What Jesus went through on our behalf in these verses—what he goes through in his life, for this isn’t the only place where he’s tempted to lie, to steal, to covet, to take revenge, to lust, to be self-pitying, to murmur, to boast, he goes through it all for us—and for him to have fought and resisted all the way to the end is inconceivable to our little, sinful minds. 

And yet, we have the audacity to think that in our sin, he will not understand or sympathize with us.  We have the audacity, in our sin, to think that we cannot run to him.  To plead with him.  To be like that third man when the temptation is most unbearable and cry out not simply to find someone to minister to you but to find a branch in the shape of a cross that will not snap as you cling to it.  We have the temerity to ignore Christ as he suffered the full effects of the consequences of all those times you gave up and jumped in, and he is there, calling out to you this time, “don’t jump in!  Look to my cross!”

See, so often we think of this temptation narrative as a victory for Jesus, which it is.  But the picture that we’re given at the end doesn’t look like it.  No, it’s a man weakened from battle as the angel has to hold him and minister to him—not just feeding him but reminding him that his journey is not at an end, the cross is still to be borne, but there on the other side of it—there awaits him glory that cannot be outshone, so, “Jesus, for the sake of that glory, for the sake of your people who are depending upon you, keep going.”

This is why I think having a proper understanding of Christ’s humanity is so important—that he bore the full extent of his temptations not as one whose divinity made his humanity easier.  But as one who is like us so that he might be able to sympathize, in every way, with us.  We need him to be the man who, in verse 11, is victorious yet wounded.  Upright in character yet barely able to stand.  Worthy of honour, glory, and praise yet stricken, smitten, and afflicted for us.   All so that when he tells us, keep going, we do not go to a place where he has not gone before. 

Let that sink in the next time your temptation bids you to jump.  And when your brother or sister is struggling with their sin, understanding in a new way what Christ has done for you, and how difficult it is for you to withstand your own demons apart from his merciful and gracious intervention, don’t meet them with condescension or condemnation but with sympathy. 

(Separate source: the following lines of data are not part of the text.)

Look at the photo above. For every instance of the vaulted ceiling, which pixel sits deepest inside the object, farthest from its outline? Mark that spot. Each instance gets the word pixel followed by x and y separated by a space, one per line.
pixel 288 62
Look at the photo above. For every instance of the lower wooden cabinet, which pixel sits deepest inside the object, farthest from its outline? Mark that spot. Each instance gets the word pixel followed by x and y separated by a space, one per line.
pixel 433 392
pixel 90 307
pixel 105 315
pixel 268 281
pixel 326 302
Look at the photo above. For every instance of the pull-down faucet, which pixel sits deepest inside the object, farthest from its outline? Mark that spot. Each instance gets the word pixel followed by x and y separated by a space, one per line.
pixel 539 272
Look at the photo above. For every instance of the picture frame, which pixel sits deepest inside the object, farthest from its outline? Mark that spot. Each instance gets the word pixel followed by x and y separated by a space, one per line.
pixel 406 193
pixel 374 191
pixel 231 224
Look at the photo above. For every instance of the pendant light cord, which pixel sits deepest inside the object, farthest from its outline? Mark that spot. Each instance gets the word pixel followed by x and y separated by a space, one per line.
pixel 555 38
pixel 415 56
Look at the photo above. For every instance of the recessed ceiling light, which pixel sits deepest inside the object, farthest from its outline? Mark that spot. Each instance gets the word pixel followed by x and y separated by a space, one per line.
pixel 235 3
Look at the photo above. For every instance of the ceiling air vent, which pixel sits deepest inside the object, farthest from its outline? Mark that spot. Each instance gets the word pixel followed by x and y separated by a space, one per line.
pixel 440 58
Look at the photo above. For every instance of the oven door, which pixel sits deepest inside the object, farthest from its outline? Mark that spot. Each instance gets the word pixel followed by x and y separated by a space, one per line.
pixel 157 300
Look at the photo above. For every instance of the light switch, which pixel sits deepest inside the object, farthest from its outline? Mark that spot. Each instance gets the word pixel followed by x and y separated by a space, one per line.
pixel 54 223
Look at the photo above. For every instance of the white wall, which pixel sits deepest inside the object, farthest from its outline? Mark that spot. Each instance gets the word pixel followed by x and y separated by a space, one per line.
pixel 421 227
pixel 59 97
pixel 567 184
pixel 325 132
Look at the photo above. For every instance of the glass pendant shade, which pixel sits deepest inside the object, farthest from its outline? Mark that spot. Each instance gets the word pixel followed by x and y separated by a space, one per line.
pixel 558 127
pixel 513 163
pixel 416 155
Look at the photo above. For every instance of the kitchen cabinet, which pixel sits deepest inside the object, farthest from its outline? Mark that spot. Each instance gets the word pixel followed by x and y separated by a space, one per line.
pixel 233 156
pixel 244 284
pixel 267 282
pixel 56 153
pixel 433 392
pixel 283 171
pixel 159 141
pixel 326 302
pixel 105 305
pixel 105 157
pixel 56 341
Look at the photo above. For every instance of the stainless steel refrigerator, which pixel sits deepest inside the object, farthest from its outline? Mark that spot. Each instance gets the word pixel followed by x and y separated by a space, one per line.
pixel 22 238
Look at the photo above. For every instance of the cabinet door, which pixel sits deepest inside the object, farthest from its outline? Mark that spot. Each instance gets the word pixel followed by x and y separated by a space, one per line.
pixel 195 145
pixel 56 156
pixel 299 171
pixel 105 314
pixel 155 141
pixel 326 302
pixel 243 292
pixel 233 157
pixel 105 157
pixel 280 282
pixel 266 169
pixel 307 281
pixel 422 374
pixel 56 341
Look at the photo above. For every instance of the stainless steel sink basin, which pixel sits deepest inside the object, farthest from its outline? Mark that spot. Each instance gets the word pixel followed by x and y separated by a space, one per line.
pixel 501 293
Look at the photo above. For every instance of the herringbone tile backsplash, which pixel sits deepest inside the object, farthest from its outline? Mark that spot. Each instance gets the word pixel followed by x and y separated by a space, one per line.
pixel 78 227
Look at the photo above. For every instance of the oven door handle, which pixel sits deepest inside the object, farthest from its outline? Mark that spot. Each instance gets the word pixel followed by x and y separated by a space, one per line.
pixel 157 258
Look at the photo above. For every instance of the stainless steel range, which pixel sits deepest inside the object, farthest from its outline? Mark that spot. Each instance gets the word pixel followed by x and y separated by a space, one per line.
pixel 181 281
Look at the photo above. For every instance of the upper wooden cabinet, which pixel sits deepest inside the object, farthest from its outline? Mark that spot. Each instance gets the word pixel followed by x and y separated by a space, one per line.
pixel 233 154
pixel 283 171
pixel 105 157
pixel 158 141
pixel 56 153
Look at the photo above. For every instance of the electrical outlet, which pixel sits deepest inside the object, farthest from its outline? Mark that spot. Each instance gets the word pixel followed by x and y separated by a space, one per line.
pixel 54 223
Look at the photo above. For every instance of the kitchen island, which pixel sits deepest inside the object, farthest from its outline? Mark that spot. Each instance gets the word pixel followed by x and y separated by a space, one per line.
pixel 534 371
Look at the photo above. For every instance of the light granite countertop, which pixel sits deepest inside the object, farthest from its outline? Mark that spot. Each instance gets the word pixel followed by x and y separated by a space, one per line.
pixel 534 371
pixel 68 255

As Christ has sought to do what you could not do for yourself, seek to do for others what they cannot do for themselves.  Suffer with them.  Minister to their souls.  Point them with all gentleness back to the cross of Jesus—for it is there that Christ faced his greatest temptation to save his own life and to avoid the wrath of God.  And it is there where he called out for help again—someone to come minister to him—ελωι ελωι λεμα σαβαχθανι—and because in that moment he was not one who was resisting sin but who had the full weight of our sin placed upon his shoulders—as he is placed into the chasm of our wretchedness—he receives no response.  And he is broken for our despair. 

Remember this, dear Christian, and make every effort to do God’s will God’s way knowing always that you have a Christ who has taken no shortcuts, who suffered on your behalf beyond your comprehension, and who now, sitting by the Father, intercedes for you, enabling you to persevere to the end.  Give him his glory and let him be your reward.